Video from the Japanese Trade Ministry (METI) shoes how easily it can happen. Their agency began studying escalator entrapments after an accident sparked 66 complaints in just a few months.

But legal documents from cases against Crocs show the company knew of more than 230 incidents involving their shoes around the world. And one email supplied to us by Laskin shows the company received complaints as far back as July of 2005.

The subject heading in that email says simply, "another escalator story". Still Laskin says the company did little to investigate, "If crocs knew of 235 of these incidents and never inspected one escalator or interviewed any of the parents to find anything out, than it's worse than negligence. It's a willful failure to warn."

The company has long said their shoes are safe and not to blame for these types of accidents.  But they started a public safety awareness campaign last year, two years after Croc's co-founder sent a letter to a customer telling them the company would be adding escalator safety tags to the shoes, possibly by the holiday rush.
 

That was September of 2006.  And even though those tags were added to Crocs in Japan last year, you still won't find them here.  But you will find warning signs posted by airports and shopping centers, letting parents know they should be extra careful.

The Consumer Product Safety Commission has been spreading the same message.  Spokeswoman Patty Davis says, "Soft-sided shoes are more pliable, more malleable, so they're more prone to get stuck in an escalator." 

The CPSC can’t talk specifically about Crocs, but the agency says its numbers show escalator entrapments are rare, with billions of rides going off without a misstep every year.

In a 2008 letter to the CPSC, Crocs is quick to emphasize that despite adding millions of its company’s shoes to the marketplace in recent years, there's been no increase in the escalator entrapments. But there have been a few serious injuries.

It’s pain Laskin thinks could have been prevented, "This is not a case of an inadequate warning.  This is a case of no warning at all."


A warning is all Kim Armstrong would ever ask for from the company.  She's never filed a lawsuit and never even asked Crocs to replace her son's chewed up shoes. 

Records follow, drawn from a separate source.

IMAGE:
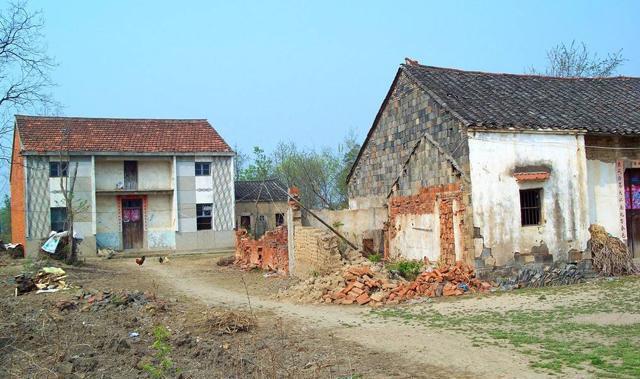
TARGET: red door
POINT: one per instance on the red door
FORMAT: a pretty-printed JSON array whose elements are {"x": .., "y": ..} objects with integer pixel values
[{"x": 132, "y": 228}]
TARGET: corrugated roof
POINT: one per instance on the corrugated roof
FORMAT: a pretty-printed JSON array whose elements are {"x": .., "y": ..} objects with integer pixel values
[
  {"x": 500, "y": 101},
  {"x": 79, "y": 134}
]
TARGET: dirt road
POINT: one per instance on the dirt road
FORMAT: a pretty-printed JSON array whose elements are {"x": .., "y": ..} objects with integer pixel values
[{"x": 425, "y": 352}]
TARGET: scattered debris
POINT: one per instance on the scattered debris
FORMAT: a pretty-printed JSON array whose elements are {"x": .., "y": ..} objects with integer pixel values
[
  {"x": 224, "y": 322},
  {"x": 47, "y": 279},
  {"x": 13, "y": 250},
  {"x": 610, "y": 255},
  {"x": 531, "y": 277},
  {"x": 91, "y": 300},
  {"x": 370, "y": 283},
  {"x": 106, "y": 253}
]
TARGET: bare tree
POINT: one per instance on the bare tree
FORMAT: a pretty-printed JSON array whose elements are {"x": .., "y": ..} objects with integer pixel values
[
  {"x": 24, "y": 68},
  {"x": 575, "y": 61}
]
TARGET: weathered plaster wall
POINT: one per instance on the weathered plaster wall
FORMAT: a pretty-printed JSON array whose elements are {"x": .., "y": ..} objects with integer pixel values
[
  {"x": 267, "y": 209},
  {"x": 160, "y": 234},
  {"x": 108, "y": 233},
  {"x": 495, "y": 191},
  {"x": 153, "y": 173},
  {"x": 602, "y": 154},
  {"x": 355, "y": 224}
]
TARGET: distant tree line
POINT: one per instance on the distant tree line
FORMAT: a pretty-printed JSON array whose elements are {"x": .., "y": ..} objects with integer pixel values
[{"x": 321, "y": 174}]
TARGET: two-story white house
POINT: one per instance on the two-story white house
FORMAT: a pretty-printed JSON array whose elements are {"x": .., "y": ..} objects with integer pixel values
[{"x": 141, "y": 184}]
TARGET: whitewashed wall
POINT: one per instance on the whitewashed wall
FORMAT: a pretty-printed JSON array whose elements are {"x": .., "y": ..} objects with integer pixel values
[
  {"x": 495, "y": 192},
  {"x": 603, "y": 196}
]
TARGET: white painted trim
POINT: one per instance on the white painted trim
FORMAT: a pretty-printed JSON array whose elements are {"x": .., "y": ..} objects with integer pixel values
[{"x": 94, "y": 220}]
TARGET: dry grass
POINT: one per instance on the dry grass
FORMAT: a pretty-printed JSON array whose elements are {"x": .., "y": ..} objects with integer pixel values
[{"x": 610, "y": 255}]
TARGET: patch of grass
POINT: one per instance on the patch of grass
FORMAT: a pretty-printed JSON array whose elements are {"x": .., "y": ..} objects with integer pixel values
[
  {"x": 552, "y": 338},
  {"x": 375, "y": 258},
  {"x": 407, "y": 269}
]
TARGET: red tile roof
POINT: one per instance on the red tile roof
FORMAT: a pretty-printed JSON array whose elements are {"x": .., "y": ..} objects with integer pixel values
[{"x": 76, "y": 134}]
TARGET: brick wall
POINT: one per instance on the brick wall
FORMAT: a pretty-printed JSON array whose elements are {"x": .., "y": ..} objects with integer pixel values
[
  {"x": 270, "y": 252},
  {"x": 406, "y": 117},
  {"x": 446, "y": 202},
  {"x": 316, "y": 251},
  {"x": 18, "y": 232}
]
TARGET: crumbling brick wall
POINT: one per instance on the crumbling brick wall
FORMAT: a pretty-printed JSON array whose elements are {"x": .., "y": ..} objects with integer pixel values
[
  {"x": 316, "y": 252},
  {"x": 270, "y": 252},
  {"x": 407, "y": 115},
  {"x": 445, "y": 203}
]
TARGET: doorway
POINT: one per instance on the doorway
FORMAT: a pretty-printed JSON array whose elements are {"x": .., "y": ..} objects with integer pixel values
[
  {"x": 132, "y": 228},
  {"x": 632, "y": 205}
]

All she wants is for parents to know what can happen.  She says, "I'm not saying Crocs shouldn't sell Crocs.  That would be ridiculous.  I'm just saying, tell people.  Tell people there's a potential bad connection between Crocs and escalators."

We asked the company specifically about the allegations made in the cases against them but a Crocs spokesperson told us, “We cannot comment on the majority of your questions as they relate to matters that are at issue in pending litigation.”

The company did tell us they are attentive to the reports of escalator incidents although "they are convinced that our shoes have neither created nor increased the rate of such incident".

The company believes the most important safety factor is safe riding behavior.  Their rep says, “Parents should supervise and assist children.

Riders of all ages should step on and off escalators and moving walkways with caution, stand only in the middle of the steps, hold on to the handrail and ensure feet and loose clothing are clear of steps and sides.”